Assignment #2: Movie Star Pairs

Your program should repeatedly prompt for the name of a movie star. For each movie star it will list the actor or actress who has been in the most movies with the movie star. If there is a tie, all persons in the tie are listed. For each actor in the listing shared movies are to be listed. For example, if the input actor is "Hanks, Tom", the output would look something like:
Reiner, Tracy (5 shared roles): 
	Apollo 13 (1995)
	Big (1988)
	League of Their Own, A (1992)
	Nothing in Common (1986)
	That Thing You Do! (1996)
For "Roberts, Julia" there is a tie, so output would look something like
D'Onofrio, Vincent (3 shared roles): 
	Dying Young (1991)
	Mystic Pizza (1988)
	Player, The (1992)

Roberts, Lisa (I) (3 shared roles): 
	I Love Trouble (1994)
	Runaway Bride (1999)
	Something to Talk About (1995)

The Input File

There are two data files; both have identical formats. These files are: actors file and actresses file. These files are both compressed in .gz format, and were obtained from the Internet Movie Database. Combined, they are 45.5 Mbytes (compressed!) and were last updated Jan 9, 2002. These files are available in the AUL in the folder \\cougar\cop3530, and also /home/aul1/cop3530 on the Unix boxes. YOU MAY NOT COPY THEM INTO ANY OF THE LOCAL FIU MACHINES BECAUSE YOU WILL EXCEED YOUR DISK QUOTA.

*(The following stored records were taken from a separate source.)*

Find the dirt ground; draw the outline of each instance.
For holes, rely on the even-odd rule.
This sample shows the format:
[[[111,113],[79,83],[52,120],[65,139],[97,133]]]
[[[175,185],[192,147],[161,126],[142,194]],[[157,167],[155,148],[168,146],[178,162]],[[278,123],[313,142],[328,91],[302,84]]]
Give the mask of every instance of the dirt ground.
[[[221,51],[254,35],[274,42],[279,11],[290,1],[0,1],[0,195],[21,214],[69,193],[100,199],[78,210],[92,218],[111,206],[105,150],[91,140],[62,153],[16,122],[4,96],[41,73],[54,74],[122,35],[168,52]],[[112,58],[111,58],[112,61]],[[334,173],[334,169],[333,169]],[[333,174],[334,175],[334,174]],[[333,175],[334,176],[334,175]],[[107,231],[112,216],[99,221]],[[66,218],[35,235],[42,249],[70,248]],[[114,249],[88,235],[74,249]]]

These datafiles contain approximately 590,000 actors/actresses in a total of 171,000 movies, with 1,900,000 roles. These files also list TV roles, but you must not include TV roles in your analysis.

Before you run on the large data sets, use the small (uncompressed) file sample.list to debug the basic algorithms. In this data file, there are six actors, named a, b, c, d, e, and f, who have been in movies such as X, Y, and Z.

Input File Hints

Since it is not my input file, I cannot answer questions about it. Here are some observations that I used in my program, that should suffice. You can read the input file line by line by wrapping a FileInputStream inside a BufferedInputStream inside a GZIPInputStream inside an InputStreamReader inside a BufferedReader. You may not uncompress the file outside of your program.
  1. There are over 200 lines of preamble that can be skipped. This varies from file to file. However, you can figure it out by skipping all lines until the first occurrence of a line that begins with "Name", and then skipping one more.
  2. There are many postamble lines, too, starting with a line that has at least nine dashes (i.e. ---------).
  3. A name is listed once; all roles are together; the name starts in the first column.
  4. A movie title follows the optional name and a few tab stops ('\t'). There are some messed up entries that have spaces in addition to tab stops.
  5. The year should be part of the movie title.
  6. Movies made in 2002 or later should be skipped.
  7. A TV movie, indicated by (TV) following the year, is to be skipped.
  8. Archive material, indicated by (archive footage), is to be skipped. (Otherwise JFK is a movie star).
  9. A TV series, indicated by a leading " in the title is to be skipped.
  10. A video-only movie, indicated by (V) following the year is allowed.
  11. Blank lines separate actors/actresses, and should be skipped.

Strategy

In order to compute your answers, you will need to store the data that you read. The main data structures are a Map in which each key is an Actor and each value is the corresponding list of movies that the actor has been in, and then a second Map, in which key is a movie and each value is the list of Actors in the movie (i.e. the cast). A movie is represented simply as a String that includes the year in which it was made, but an Actor includes both the name of the actor, and a data field that you can use to store computed information later on. Thus, ideally, you would like to define a class that looks somewhat like this:

public class Database
{
  private static final class Actor
  {
     String name;
     int    data;  // number of shared movies,
                   // determined by computeSharedMovies

     public String toString( )
       { return name; }

     public int hashCode( )
       { return name.hashCode( ); }

     public boolean equals( Object other )
       { return (other instanceof Actor) &&
                ( (Actor) other ).name.equals( name ); }
  }

    // Open fileName; update the maps
  public void loadFile( String fileName ) throws IOException
    { ... }

    // This can be called after the maps are built.
    // The method will place in each Actor's data field
    // an int representing the number of movies shared with actor parameter.
  public void computeSharedMovies( String actor )
    { ... }

    // This can be called after computeSharedMovies.
    // It scans through all actors, finding the largest
    // data field. In case of ties, all of the tied Actors
    // are returned in the List.
  public List mostSharedMovies( )
    { ... }

  public int getActorCount( )
    { ... }

  public int getMovieCount( )
    { ... }

  private Map actorsToMovies = new HashMap( );
  private Map moviesToActors = new HashMap( );
}
 

Memory Details

The description above is pretty much what you have to do, except that you must take extra steps to avoid running out of memory.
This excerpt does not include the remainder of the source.